Google is also introducing a space for machine learning and AI solution development called ML Hub. In this hub, developers, engineers and prospects can define what they want to do and which use cases they want to pursue. Google then provides them with training, templates, modules and tools to create customized AI solutions from the Google ecosystem.

Google has many different tools to integrate machine learning and AI into developer apps. However, these are very complex and scattered, which can make it difficult to figure out what a developer might want to achieve a specific desired result.

MediaPipe makes it easy to deploy machine learning to mobile devices

Not every AI takes place on huge server farms. Some models are small enough to run on much more limited computing devices like cell phones. To make this easier, Google has updated MediaPipe.

MediaPipe makes it easy to build, customize, and deploy on-device machine learning solutions for portable, edge-based computing, such as those that can run on a mobile device, desktop, or the web. By leveraging on-device capabilities, machine learning can recognize gestures, such as listening for hand and face movements, enabling powerful capabilities for devices. It can also be used for many other functions such as automatic translation, background blurring, and numerous other purposes.

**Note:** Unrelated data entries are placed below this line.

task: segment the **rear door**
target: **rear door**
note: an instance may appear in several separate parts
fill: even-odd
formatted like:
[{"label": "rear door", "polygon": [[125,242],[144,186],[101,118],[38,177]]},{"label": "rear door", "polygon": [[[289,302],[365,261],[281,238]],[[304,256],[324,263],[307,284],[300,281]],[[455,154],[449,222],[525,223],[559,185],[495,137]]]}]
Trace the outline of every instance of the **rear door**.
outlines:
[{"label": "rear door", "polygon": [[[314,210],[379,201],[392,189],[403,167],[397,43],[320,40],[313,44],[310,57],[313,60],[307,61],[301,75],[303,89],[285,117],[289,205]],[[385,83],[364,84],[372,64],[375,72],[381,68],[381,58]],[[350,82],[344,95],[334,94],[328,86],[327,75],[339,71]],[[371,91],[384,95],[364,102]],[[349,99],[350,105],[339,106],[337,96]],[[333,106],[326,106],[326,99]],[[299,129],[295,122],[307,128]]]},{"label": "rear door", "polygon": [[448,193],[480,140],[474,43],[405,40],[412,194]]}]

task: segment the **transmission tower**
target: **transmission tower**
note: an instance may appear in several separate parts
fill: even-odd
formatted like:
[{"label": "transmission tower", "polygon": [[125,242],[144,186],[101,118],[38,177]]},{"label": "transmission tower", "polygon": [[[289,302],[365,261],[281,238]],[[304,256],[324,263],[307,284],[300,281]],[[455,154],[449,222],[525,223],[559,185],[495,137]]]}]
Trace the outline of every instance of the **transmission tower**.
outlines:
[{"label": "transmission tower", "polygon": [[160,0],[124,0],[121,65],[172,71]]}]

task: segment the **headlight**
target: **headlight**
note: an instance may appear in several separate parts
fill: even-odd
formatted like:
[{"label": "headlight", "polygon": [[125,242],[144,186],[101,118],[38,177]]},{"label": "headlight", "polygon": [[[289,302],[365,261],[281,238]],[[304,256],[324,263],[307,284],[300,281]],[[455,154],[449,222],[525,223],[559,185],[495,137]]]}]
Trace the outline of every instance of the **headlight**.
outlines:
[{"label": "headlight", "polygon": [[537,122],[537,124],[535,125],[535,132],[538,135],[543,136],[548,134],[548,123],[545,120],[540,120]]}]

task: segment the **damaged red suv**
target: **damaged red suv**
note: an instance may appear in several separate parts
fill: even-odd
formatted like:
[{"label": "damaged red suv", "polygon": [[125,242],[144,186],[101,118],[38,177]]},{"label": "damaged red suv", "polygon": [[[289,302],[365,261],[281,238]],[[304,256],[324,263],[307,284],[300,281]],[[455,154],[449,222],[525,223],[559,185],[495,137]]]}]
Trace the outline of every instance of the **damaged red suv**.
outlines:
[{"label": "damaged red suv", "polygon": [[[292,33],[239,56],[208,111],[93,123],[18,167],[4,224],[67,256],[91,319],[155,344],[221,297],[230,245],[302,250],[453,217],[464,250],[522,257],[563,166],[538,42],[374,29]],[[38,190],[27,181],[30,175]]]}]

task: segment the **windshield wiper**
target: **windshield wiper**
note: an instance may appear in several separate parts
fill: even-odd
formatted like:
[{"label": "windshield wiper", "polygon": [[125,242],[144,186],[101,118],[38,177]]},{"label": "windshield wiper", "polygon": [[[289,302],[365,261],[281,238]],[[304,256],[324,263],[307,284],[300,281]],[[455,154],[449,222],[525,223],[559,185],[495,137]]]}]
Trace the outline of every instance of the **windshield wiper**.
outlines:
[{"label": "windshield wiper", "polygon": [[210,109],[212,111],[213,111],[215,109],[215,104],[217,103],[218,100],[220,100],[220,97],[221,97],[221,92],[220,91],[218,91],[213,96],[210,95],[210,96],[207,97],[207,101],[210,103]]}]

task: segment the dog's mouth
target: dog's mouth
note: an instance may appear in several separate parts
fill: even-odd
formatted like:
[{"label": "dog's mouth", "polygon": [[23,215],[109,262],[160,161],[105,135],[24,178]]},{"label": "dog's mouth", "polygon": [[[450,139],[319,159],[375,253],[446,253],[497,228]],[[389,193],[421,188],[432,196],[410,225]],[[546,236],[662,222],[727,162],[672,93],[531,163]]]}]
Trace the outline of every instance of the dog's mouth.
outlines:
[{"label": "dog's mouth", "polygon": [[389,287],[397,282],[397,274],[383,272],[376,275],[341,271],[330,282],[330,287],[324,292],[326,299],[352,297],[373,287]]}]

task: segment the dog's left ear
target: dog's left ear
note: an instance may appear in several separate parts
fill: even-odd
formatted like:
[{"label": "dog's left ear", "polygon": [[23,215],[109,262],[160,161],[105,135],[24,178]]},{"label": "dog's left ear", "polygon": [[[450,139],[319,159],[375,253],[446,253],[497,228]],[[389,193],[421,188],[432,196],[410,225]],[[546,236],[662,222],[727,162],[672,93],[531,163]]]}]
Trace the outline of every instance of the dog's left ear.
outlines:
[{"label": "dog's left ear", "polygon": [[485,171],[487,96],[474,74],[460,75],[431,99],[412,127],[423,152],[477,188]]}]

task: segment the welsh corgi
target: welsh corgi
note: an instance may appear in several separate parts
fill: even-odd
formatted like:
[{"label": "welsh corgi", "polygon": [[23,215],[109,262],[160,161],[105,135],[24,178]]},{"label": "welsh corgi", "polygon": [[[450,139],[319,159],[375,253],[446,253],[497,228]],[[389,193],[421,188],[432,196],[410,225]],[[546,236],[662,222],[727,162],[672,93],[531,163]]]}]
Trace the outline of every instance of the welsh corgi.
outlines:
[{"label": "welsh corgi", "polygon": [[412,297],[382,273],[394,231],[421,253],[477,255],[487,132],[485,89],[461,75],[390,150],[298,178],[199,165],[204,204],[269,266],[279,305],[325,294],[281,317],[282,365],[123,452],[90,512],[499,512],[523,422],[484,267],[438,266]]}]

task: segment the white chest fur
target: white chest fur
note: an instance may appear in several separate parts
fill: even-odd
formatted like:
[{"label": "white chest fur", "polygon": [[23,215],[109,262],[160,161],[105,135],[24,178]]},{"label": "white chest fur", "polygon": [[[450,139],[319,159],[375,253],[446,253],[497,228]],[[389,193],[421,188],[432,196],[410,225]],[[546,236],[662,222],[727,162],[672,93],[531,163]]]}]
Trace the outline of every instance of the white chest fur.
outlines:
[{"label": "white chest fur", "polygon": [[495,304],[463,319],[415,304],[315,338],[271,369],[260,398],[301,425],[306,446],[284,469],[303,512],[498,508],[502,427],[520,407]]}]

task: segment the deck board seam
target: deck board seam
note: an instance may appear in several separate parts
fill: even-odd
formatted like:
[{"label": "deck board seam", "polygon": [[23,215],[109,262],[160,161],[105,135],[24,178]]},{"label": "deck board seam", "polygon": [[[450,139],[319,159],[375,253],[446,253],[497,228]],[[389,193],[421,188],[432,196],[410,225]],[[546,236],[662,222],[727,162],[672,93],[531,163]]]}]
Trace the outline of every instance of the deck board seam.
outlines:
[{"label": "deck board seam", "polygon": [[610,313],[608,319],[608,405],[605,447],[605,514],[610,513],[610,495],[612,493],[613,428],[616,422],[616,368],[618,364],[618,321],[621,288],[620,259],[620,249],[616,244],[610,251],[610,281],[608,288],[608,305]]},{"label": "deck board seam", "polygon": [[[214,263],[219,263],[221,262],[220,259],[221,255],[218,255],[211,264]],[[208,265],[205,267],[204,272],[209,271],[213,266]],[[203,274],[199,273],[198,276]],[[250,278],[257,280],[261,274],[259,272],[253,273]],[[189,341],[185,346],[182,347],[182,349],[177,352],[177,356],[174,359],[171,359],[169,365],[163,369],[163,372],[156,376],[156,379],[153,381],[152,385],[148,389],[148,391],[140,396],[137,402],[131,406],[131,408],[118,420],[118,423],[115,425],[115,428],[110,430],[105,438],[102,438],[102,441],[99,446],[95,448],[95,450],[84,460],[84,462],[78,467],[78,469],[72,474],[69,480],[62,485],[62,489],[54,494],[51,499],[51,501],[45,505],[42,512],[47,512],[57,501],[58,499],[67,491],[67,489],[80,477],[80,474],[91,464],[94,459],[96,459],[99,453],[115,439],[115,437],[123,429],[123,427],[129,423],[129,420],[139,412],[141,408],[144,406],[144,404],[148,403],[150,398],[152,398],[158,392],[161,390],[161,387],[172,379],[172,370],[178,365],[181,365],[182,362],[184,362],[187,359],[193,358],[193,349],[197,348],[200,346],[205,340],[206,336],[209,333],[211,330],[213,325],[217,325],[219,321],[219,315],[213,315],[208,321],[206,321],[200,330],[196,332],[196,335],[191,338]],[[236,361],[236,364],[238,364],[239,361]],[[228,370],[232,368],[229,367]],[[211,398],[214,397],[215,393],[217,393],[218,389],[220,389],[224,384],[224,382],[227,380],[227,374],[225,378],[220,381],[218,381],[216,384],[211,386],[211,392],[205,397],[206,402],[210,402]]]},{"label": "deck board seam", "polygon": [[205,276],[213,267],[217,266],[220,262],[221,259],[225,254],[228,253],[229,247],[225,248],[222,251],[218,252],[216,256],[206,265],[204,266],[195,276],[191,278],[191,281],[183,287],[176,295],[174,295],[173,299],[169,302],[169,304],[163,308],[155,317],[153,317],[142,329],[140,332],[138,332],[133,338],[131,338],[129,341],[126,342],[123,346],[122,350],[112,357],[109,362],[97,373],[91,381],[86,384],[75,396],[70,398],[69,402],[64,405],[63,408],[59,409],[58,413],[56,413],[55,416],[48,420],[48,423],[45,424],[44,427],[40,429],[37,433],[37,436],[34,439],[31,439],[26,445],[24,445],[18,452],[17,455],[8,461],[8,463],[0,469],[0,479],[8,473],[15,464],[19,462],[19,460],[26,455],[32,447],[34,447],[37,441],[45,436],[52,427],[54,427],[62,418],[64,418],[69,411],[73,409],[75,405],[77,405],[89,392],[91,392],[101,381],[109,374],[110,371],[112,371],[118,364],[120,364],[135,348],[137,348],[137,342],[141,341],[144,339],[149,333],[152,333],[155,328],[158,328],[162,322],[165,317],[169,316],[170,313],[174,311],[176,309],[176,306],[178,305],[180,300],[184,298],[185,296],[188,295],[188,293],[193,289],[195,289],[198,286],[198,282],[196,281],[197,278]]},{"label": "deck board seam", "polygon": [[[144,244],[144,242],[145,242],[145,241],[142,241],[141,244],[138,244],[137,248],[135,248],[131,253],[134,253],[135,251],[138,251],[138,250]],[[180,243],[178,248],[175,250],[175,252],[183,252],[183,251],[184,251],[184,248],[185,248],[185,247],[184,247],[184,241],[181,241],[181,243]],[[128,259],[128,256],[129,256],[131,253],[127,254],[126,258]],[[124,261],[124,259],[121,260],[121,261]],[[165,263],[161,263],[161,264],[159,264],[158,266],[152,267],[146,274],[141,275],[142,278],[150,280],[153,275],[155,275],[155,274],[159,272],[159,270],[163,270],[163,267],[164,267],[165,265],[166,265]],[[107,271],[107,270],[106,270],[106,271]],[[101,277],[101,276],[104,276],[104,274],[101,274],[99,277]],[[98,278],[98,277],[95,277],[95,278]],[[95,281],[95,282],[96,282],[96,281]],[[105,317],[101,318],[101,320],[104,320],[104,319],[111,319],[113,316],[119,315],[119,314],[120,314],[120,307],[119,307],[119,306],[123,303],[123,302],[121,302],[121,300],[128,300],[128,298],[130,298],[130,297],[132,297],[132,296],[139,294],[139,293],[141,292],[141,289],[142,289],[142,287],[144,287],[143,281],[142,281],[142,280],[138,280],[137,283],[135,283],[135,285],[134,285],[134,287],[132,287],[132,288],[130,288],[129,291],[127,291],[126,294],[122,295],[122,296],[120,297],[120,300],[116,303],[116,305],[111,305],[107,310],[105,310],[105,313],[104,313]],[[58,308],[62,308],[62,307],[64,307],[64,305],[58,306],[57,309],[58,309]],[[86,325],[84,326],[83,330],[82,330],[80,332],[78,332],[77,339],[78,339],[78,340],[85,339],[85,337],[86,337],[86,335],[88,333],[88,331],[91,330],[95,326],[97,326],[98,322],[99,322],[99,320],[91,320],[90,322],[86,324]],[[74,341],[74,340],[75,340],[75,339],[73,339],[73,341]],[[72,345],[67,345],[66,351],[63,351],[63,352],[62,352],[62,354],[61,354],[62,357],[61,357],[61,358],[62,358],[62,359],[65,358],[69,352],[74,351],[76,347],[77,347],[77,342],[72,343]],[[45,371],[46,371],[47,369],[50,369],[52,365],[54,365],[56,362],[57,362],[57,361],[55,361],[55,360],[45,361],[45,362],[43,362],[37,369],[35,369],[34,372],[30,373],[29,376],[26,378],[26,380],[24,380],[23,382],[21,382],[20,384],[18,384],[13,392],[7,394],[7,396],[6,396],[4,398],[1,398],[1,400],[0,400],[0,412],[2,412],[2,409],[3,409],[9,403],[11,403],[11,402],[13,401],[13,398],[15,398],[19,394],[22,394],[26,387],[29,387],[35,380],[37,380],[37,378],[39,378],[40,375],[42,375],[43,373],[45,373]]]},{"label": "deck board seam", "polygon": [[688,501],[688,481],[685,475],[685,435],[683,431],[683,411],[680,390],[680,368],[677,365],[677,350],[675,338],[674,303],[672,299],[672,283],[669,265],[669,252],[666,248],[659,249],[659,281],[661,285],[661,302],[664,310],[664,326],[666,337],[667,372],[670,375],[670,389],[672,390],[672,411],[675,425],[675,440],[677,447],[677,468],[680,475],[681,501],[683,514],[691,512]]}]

A particular use case for MediaPipe and smaller AI models is how it can be used for accessibility – particularly for people who are unable to use their limbs to access devices. To that end, Google developed “Project Gameface,” a computer control interface that uses facial expressions to control mouse movements in video games to help disabled gamers.

Google has teamed up with Lance Carr, a gamer with a rare form of muscular dystrophy. His house burned down, destroying the equipment he used to play games like World of Warcraft. Engineers at Google set out to use MediaPipe to use a webcam to control its gaming experience — for example, raising an eyebrow to click and drag an opening mouth, or twitching a lip sideways to move a cursor.

All of this can be done on a single machine without requiring anything extremely powerful, and it has restored Carr’s ability to play and fly around Azeroth again.

Project Gameface represents just one of the many potential possibilities of wearable AI, but it is a very powerful one. “Control my computer with funny faces? It’s pretty awesome,” Carr said.